I passed by Agostino’s shop every day on my way to class. If the impressive, enormous comedy and tragedy masks weren’t enough to catch one’s eye, then for certain the whimsical display of miniature characters accompanied by two curious yorkie puppies drew you in. I knew from the moment I came across those enticing masks I had to photograph this man and his art.
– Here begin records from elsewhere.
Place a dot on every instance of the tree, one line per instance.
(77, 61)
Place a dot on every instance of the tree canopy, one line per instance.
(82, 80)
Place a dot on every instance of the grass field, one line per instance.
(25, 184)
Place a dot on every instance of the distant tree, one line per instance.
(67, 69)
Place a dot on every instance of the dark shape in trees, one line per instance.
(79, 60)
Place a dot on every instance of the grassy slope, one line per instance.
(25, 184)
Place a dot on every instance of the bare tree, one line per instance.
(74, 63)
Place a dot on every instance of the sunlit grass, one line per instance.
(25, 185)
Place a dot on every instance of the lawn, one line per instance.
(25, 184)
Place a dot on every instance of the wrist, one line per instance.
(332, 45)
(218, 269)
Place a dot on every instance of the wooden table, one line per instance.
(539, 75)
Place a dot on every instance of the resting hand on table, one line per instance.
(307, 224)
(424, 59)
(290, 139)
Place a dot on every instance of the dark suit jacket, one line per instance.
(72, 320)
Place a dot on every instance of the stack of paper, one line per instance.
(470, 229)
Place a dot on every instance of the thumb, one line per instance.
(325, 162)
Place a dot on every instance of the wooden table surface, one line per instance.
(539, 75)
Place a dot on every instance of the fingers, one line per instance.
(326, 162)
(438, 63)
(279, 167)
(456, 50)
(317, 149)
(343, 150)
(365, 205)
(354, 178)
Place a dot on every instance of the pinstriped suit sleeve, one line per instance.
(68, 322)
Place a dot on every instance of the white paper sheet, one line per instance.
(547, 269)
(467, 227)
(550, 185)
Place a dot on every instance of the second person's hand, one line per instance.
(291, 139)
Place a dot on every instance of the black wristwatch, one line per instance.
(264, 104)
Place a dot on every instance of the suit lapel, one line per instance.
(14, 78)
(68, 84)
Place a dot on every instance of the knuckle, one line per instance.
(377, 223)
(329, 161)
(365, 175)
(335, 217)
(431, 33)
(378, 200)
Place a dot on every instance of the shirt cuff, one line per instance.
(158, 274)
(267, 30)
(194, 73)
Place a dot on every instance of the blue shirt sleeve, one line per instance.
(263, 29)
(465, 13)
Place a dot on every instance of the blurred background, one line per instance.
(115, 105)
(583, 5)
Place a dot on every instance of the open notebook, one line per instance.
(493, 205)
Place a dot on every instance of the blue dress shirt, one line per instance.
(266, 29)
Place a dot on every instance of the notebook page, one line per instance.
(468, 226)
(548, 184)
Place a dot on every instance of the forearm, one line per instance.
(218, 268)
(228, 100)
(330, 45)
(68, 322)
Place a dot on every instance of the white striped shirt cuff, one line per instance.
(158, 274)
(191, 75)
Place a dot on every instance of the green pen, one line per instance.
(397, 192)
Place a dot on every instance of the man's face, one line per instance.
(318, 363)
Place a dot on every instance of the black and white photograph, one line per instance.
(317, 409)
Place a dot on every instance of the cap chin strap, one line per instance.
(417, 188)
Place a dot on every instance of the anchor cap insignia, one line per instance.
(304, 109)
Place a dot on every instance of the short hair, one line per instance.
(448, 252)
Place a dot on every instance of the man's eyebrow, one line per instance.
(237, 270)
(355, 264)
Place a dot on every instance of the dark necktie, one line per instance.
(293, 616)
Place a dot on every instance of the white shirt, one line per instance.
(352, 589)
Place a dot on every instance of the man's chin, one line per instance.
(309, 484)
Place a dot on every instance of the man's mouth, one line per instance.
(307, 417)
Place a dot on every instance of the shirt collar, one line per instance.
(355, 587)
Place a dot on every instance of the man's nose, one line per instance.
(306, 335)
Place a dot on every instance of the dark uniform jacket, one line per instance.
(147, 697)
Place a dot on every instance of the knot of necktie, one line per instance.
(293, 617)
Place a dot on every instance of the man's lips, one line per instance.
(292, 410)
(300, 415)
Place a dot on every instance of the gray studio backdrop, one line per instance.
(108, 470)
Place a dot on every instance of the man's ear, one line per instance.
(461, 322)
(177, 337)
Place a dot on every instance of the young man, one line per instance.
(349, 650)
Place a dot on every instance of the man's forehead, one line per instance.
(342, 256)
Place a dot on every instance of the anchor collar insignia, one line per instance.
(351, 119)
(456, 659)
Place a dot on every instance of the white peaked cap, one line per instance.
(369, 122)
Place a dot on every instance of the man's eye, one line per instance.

I mustered up the courage one day and walked in to ask if I could photograph him. It was as if I had access to the wardrobe to Narnia and had entered a new, magical world. Agostino kindly allowed me to join him in his shop while I captured his artistic process. I told him I was learning the language and wished to only speak in Italian. He patiently listened and repeated his answers, despite his ability to fluently speak English. There is something peaceful and reverent about watching Agostino work. His patient heart flows into his patient fingers and he creates with a calm rhythm. I left his shop feeling inspired and full of life.
Agostino is a genuine, kind man with a heart for aspiring artists. I learned he had quite the artist’s journey himself and had studied at multiple pristine academies within Italy, and was taught under knowledgable masters and professors. He fell in love with the city of Firenze (as we all do) and opened his own workshop in 1979. Since his time as a mask artisan he has “created a range of groundbreaking mask” that have gained popularity and inspired local artisans in Florence. Now his daughter, Alice, helps him run his business and continue the art form. Agostino continues to create masterpieces and he will always “seek continuous evolution” and push the boundaries of the art of mask making.
I hope you enjoy my visual interpretation of the whimsical world of Agostino Dessì.